The inhabitants of Paradise seem to have a problem keeping their environment clean. Many do not use bins to discard plastic goblets, bottles or other food containers. I have seen some shocking scenes such as when passengers of a car in front of ours wound down their window and promptly threw out a plastic bottle. In our street, passengers of passing cars often throw out their trash in the flower beds on either side of the road. One incident was the limit when a group of youngsters returning from a day out at the seaside stopped their vehicle in front of our home and decided to empty trash and sand into the flower bed. Others were using the entrance lane to a religious convent as a smoking parlour and littering the lane with cigarette butts and empty beer cans. Worse, local inhabitants were taking their dogs into the same entrance lane to the church and allowing the animal’s morning constitution. Not very pleasant for devotees attending the church. How often do we see illegal dumping on people’s land with eyesores like old refrigerators and construction materials.
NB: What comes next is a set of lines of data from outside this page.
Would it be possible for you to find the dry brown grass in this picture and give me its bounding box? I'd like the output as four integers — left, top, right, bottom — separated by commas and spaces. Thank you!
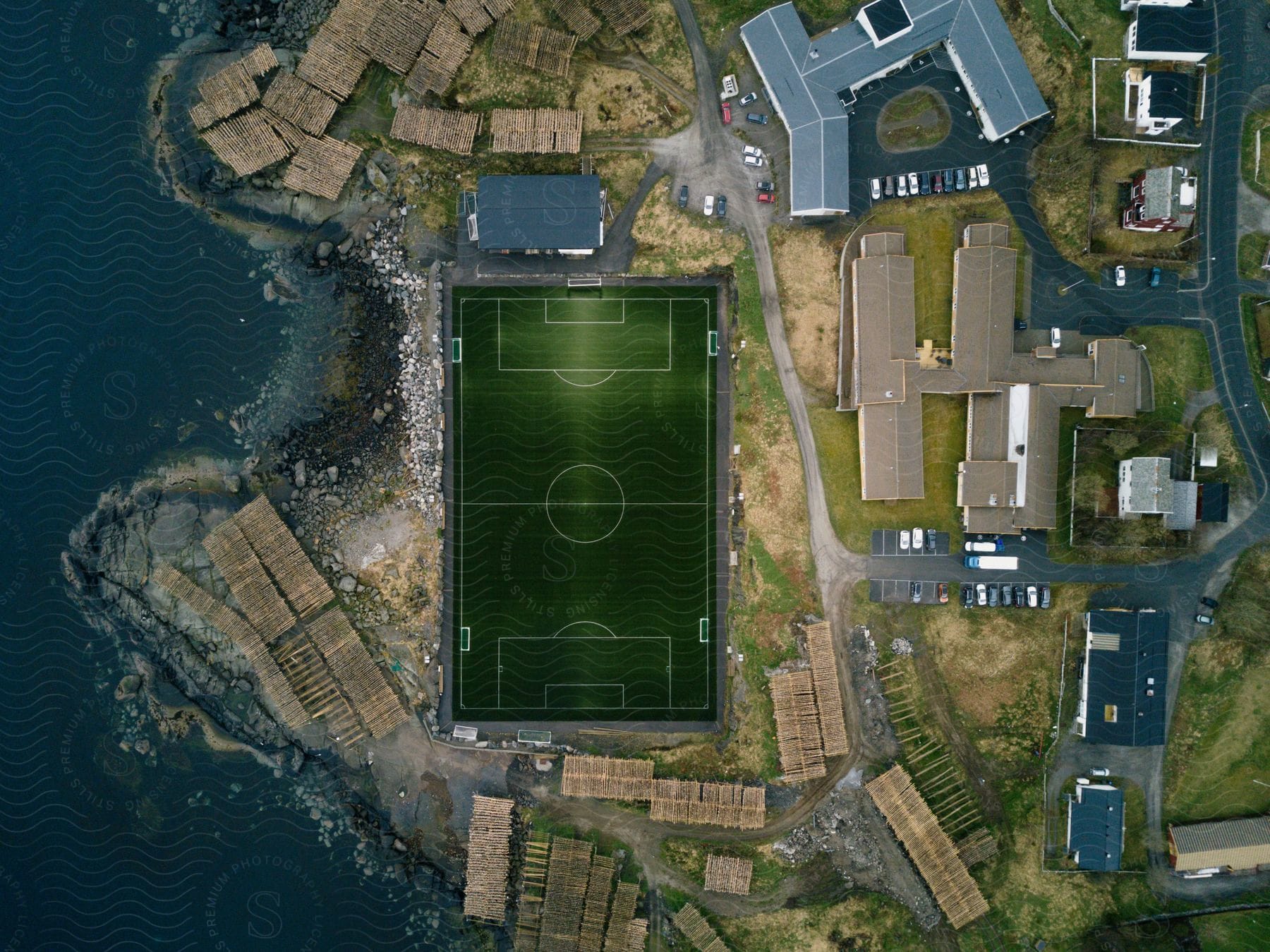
924, 586, 1089, 736
591, 152, 653, 215
654, 692, 776, 781
630, 0, 696, 92
771, 227, 840, 402
573, 60, 689, 136
720, 892, 927, 952
631, 178, 744, 275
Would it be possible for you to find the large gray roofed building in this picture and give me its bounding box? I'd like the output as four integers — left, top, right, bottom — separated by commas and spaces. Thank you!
740, 0, 1049, 215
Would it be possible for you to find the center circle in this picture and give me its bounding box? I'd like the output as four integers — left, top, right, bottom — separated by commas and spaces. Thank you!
546, 463, 626, 546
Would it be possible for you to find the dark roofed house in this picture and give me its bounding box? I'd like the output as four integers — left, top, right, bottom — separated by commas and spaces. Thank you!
740, 0, 1049, 215
1076, 609, 1168, 747
465, 176, 605, 254
1120, 165, 1199, 231
1067, 783, 1124, 872
1124, 3, 1216, 62
1124, 66, 1195, 136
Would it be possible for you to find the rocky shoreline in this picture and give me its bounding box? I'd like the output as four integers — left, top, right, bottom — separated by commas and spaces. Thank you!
62, 100, 471, 915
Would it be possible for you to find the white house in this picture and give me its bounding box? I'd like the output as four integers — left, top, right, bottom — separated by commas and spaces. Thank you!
1124, 66, 1195, 136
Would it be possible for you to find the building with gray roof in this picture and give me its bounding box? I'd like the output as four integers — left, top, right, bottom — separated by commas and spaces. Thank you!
464, 176, 605, 254
1116, 457, 1173, 519
1168, 816, 1270, 873
838, 222, 1151, 534
740, 0, 1049, 215
1076, 609, 1168, 747
1124, 3, 1216, 62
1067, 783, 1124, 873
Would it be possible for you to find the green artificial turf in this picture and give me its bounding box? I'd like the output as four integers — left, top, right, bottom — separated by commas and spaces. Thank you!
452, 286, 721, 721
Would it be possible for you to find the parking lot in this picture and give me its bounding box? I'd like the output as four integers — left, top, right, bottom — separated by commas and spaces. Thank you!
869, 578, 953, 605
873, 529, 951, 555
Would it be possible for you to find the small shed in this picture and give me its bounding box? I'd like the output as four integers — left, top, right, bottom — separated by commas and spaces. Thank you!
1199, 483, 1230, 522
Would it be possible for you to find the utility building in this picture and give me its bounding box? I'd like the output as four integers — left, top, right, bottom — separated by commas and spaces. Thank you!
1067, 783, 1124, 872
462, 176, 605, 254
1168, 816, 1270, 876
1076, 609, 1168, 747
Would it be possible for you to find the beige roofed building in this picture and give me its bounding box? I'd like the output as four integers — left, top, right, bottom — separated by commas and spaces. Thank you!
838, 222, 1151, 533
1168, 816, 1270, 873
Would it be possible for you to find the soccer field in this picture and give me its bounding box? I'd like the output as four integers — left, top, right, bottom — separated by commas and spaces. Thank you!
449, 286, 721, 721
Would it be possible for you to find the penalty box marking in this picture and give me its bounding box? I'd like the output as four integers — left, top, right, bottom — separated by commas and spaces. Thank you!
495, 635, 675, 711
475, 297, 719, 374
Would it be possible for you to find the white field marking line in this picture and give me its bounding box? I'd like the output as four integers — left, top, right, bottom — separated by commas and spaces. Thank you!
551, 620, 619, 638
497, 638, 675, 711
543, 463, 626, 546
543, 681, 626, 711
551, 370, 617, 387
459, 502, 713, 507
492, 297, 675, 373
543, 297, 626, 324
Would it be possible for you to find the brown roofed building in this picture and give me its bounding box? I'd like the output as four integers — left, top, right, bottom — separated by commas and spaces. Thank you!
840, 222, 1152, 533
1168, 816, 1270, 873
Some Municipalities are not much better when you see the way that garbage is collected. They use open trucks which are not suitable for the job. Bins are manually emptied into the backs of trucks which are open and rubbish is often blown back on the road by the wind. After the passage of these refuse trucks the roads and lanes often look worse. Plainly an inefficient and unhygienic method of garbage collection.
What do you do with this mindset? All the publicity campaigns do not seem to motivate the public. So how will the long-term recycling project evolve when most lack interest or just do not care. Can you imagine, today, requesting the public to sort trash into separate lots for recycling purposes. How can you enforce a nation-wide recycling system when most will not respect trash sorting. It will probably take a very long time to educate the public and set-up a recycling collection system similar to the ones already working in Europe. In the meantime Paradise is getting trashed.
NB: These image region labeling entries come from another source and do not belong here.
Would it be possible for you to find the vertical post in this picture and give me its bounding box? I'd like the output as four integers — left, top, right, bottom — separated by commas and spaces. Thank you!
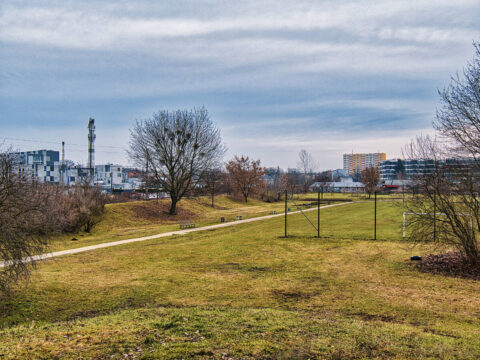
285, 190, 288, 237
145, 159, 148, 200
433, 190, 437, 241
373, 191, 377, 240
317, 191, 323, 238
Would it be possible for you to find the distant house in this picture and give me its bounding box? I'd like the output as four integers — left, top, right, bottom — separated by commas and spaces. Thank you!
310, 181, 365, 193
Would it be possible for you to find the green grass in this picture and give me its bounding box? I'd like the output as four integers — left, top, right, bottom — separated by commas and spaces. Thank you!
0, 203, 480, 359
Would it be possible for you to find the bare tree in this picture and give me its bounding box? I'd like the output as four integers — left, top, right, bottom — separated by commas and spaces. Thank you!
128, 107, 225, 215
405, 42, 480, 263
405, 136, 480, 263
360, 166, 380, 199
0, 151, 59, 294
434, 42, 480, 163
315, 171, 332, 199
226, 155, 266, 202
297, 149, 315, 193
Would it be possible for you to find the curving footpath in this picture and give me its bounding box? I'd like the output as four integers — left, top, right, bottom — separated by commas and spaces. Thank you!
0, 201, 356, 268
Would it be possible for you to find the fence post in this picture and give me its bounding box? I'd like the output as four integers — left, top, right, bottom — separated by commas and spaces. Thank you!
373, 191, 377, 240
317, 191, 323, 238
285, 190, 288, 237
433, 189, 437, 242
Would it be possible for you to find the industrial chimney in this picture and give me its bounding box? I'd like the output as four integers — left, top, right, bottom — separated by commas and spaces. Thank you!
60, 141, 65, 185
88, 118, 95, 181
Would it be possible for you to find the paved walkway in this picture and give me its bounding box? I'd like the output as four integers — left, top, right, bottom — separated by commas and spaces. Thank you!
0, 201, 355, 268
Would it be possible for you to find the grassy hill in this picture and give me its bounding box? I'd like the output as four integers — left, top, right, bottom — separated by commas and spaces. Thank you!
50, 195, 285, 251
0, 199, 480, 359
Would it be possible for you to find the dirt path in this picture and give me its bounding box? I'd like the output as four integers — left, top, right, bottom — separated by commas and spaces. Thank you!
0, 201, 355, 268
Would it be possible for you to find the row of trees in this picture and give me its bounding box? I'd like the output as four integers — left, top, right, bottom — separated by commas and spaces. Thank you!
0, 151, 106, 294
128, 107, 322, 215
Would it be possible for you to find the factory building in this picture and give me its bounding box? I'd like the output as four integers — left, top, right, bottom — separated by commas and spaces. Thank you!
13, 150, 60, 183
343, 153, 387, 176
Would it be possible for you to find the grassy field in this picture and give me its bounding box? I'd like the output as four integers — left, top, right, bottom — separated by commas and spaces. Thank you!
0, 203, 480, 359
49, 196, 285, 251
49, 193, 401, 251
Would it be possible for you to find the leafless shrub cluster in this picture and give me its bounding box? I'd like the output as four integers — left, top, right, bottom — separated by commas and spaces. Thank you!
405, 43, 480, 263
226, 155, 266, 202
0, 151, 105, 294
0, 152, 59, 293
56, 184, 107, 232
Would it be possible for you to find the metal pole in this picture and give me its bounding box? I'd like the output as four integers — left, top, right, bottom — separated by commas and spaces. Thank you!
285, 190, 288, 237
317, 191, 323, 238
373, 191, 377, 240
433, 190, 437, 241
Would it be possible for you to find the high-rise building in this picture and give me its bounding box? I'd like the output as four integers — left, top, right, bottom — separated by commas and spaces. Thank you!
343, 153, 387, 175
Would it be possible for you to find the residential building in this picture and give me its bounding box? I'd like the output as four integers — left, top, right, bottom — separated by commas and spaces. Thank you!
343, 153, 387, 176
95, 164, 125, 188
380, 159, 435, 181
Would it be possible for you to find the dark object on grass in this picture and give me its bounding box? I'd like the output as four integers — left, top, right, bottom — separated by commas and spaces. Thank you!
416, 251, 480, 280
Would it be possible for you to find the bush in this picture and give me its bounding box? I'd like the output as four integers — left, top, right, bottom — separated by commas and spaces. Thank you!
57, 184, 107, 232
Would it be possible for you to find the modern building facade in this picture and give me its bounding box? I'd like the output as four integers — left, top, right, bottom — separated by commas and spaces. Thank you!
380, 159, 435, 181
343, 153, 387, 175
95, 164, 125, 188
13, 150, 60, 183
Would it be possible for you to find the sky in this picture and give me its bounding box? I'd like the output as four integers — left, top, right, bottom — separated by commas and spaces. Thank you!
0, 0, 480, 170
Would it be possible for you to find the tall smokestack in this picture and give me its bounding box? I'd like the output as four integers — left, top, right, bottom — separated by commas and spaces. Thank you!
88, 118, 95, 179
60, 141, 65, 184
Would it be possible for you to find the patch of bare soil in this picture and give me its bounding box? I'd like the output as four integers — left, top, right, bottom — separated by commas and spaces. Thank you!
417, 251, 480, 280
132, 201, 196, 222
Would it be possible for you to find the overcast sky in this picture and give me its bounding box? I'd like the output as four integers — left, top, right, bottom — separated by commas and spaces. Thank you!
0, 0, 480, 169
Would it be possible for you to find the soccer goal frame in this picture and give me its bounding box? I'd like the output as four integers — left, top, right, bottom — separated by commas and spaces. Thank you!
402, 212, 473, 239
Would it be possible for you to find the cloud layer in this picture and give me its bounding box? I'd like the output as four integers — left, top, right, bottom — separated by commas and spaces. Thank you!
0, 0, 480, 168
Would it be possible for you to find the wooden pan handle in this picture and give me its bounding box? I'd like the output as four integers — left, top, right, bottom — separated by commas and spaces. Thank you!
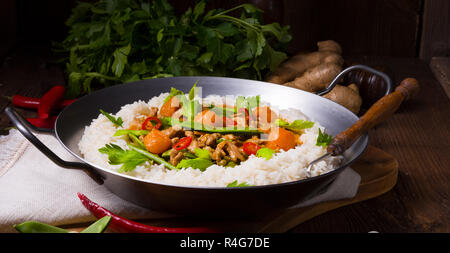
327, 78, 419, 155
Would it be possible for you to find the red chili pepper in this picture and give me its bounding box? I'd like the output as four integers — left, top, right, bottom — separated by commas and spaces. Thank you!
27, 116, 57, 129
142, 117, 162, 130
11, 95, 40, 109
242, 141, 261, 155
38, 85, 66, 119
78, 193, 218, 233
173, 136, 192, 150
5, 95, 76, 109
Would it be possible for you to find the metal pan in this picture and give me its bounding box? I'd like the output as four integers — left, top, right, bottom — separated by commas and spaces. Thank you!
5, 64, 414, 216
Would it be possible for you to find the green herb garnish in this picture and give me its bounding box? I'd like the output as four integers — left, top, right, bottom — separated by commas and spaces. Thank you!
161, 117, 262, 134
256, 148, 275, 160
128, 134, 145, 149
275, 119, 314, 132
227, 180, 253, 187
113, 129, 150, 136
164, 87, 184, 103
98, 143, 148, 172
128, 144, 178, 170
316, 128, 333, 147
100, 109, 123, 127
58, 0, 292, 97
194, 148, 211, 160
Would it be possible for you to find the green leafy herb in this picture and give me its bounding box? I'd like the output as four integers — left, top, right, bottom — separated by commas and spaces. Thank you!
316, 128, 333, 147
54, 0, 291, 97
161, 149, 172, 159
236, 95, 260, 115
225, 161, 237, 167
100, 109, 123, 127
275, 119, 314, 131
161, 117, 262, 134
80, 216, 111, 233
256, 148, 275, 160
98, 143, 148, 172
164, 87, 184, 103
227, 180, 252, 187
128, 144, 178, 170
189, 80, 198, 101
177, 158, 214, 171
128, 134, 145, 149
113, 129, 150, 136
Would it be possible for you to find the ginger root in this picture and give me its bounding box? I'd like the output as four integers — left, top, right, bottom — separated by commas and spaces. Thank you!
266, 40, 344, 84
323, 84, 362, 114
284, 63, 342, 92
266, 40, 362, 114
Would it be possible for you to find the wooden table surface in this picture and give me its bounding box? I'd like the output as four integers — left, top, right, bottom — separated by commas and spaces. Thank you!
0, 45, 450, 233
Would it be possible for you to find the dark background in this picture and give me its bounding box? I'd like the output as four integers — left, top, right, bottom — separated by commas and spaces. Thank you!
0, 0, 450, 61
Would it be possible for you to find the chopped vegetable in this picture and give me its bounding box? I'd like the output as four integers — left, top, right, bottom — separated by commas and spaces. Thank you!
275, 119, 314, 132
164, 87, 184, 103
56, 0, 291, 97
159, 96, 184, 117
266, 127, 297, 151
177, 158, 214, 171
227, 180, 252, 187
161, 149, 172, 158
194, 148, 211, 160
173, 136, 192, 150
128, 134, 145, 149
38, 85, 66, 119
236, 95, 260, 117
113, 129, 150, 136
77, 193, 217, 233
242, 141, 261, 155
98, 143, 148, 172
142, 117, 162, 130
100, 109, 123, 127
144, 128, 172, 154
163, 118, 262, 134
316, 128, 333, 147
256, 148, 275, 160
128, 145, 178, 170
very sad. this issue is causing the tourism pillar to collapse. the mindset needs to change
I came across something similar when I was in Greece. You would pull into a lay by and look out over a spectacular view, then look down and find the lay by had been used as a garbage dump. Happened on more than one occasion, so I guess it was wide spread.
Laws are here already, though not respected. Authorities wait for people to report to take concrete actions.
I feel weird when I dispose by plastic waste in the bin at Shoprite – as if am the only one caring about the environment. Most the time the bin is empty.
It is a sad reality that some people still dump wherever they want (Not in their yard, I hope, else they are dumb themselves). Sometimes, I prefer to keep the dirty things in the car until I spot a bin somewhere. Example cans (no! not the beer ones! Remember, no drink n drive) and plastic bags.
It mostly has to do with education since a very young age. However, it might also be difficult to change mentality of certain people and that’s why authorities need to come into play.
Fining Rs10,000 to someone will most probably make him think twice the next time he hold a bit of trash in his hands.
However, it is also true to say that there’s a lack of bins in parts of the island. It is astonishing to see how certain areas of port louis have no bins. Dhaneesha has blogged on this earlier but her blog is down. My fault lol.